Though Sir Walter Scott, when at Edinburgh College, went by the
name of "The Greek Blockhead," he was, notwithstanding his
lameness, a remarkably healthy youth: he could spear a salmon with
the best fisher on the Tweed, and ride a wild horse with any hunter
in Yarrow. When devoting himself in after life to literary
pursuits, Sir Walter never lost his taste for field sports; but
while writing 'Waverley' in the morning, he would in the afternoon
course hares. Professor Wilson was a very athlete, as great at
throwing the hammer as in his flights of eloquence and poetry; and
Burns, when a youth, was remarkable chiefly for his leaping,
putting, and wrestling. Some of our greatest divines were
distinguished in their youth for their physical energies.

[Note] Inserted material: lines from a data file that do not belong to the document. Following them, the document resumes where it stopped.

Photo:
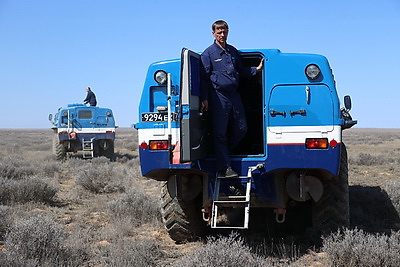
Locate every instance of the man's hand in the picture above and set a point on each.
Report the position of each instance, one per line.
(261, 65)
(204, 106)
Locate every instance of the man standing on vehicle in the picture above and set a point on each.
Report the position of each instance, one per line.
(90, 98)
(220, 80)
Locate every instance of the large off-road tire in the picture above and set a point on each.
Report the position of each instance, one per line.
(331, 212)
(183, 219)
(58, 149)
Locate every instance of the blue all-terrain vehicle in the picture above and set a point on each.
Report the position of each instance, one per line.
(291, 160)
(87, 129)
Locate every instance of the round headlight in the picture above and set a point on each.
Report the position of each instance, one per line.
(312, 71)
(160, 76)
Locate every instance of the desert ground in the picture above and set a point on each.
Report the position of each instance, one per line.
(82, 212)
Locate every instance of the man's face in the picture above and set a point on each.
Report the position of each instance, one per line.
(221, 35)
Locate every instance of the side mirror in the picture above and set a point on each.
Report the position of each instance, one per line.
(347, 102)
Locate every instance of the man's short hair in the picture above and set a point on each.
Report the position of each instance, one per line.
(220, 24)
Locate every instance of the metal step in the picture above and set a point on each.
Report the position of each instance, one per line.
(87, 148)
(232, 201)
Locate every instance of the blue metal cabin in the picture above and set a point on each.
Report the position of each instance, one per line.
(286, 90)
(86, 122)
(293, 146)
(84, 128)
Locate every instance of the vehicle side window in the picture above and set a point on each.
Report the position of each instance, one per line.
(84, 114)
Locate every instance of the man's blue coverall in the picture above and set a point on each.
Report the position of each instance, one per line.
(220, 80)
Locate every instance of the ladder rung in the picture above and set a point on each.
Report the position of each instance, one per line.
(232, 201)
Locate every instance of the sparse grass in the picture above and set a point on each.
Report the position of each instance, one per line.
(38, 241)
(26, 190)
(129, 252)
(358, 248)
(99, 177)
(138, 206)
(223, 251)
(105, 214)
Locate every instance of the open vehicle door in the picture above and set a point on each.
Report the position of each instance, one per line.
(193, 125)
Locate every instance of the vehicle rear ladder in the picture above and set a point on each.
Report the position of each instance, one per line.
(232, 201)
(87, 148)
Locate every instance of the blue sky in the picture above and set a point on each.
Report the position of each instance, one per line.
(50, 51)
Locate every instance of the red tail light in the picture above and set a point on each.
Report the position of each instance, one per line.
(317, 143)
(158, 145)
(143, 145)
(72, 135)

Isaac
Barrow, when at the Charterhouse School, was notorious for his
pugilistic encounters, in which he got many a bloody nose; Andrew
Fuller, when working as a farmer's lad at Soham, was chiefly famous
for his skill in boxing; and Adam Clarke, when a boy, was only
remarkable for the strength displayed by him in "rolling large
stones about,"--the secret, possibly, of some of the power which he
subsequently displayed in rolling forth large thoughts in his
manhood.
While it is necessary, then, in the first place to secure this
solid foundation of physical health, it must also be observed that
the cultivation of the habit of mental application is quite
indispensable for the education of the student.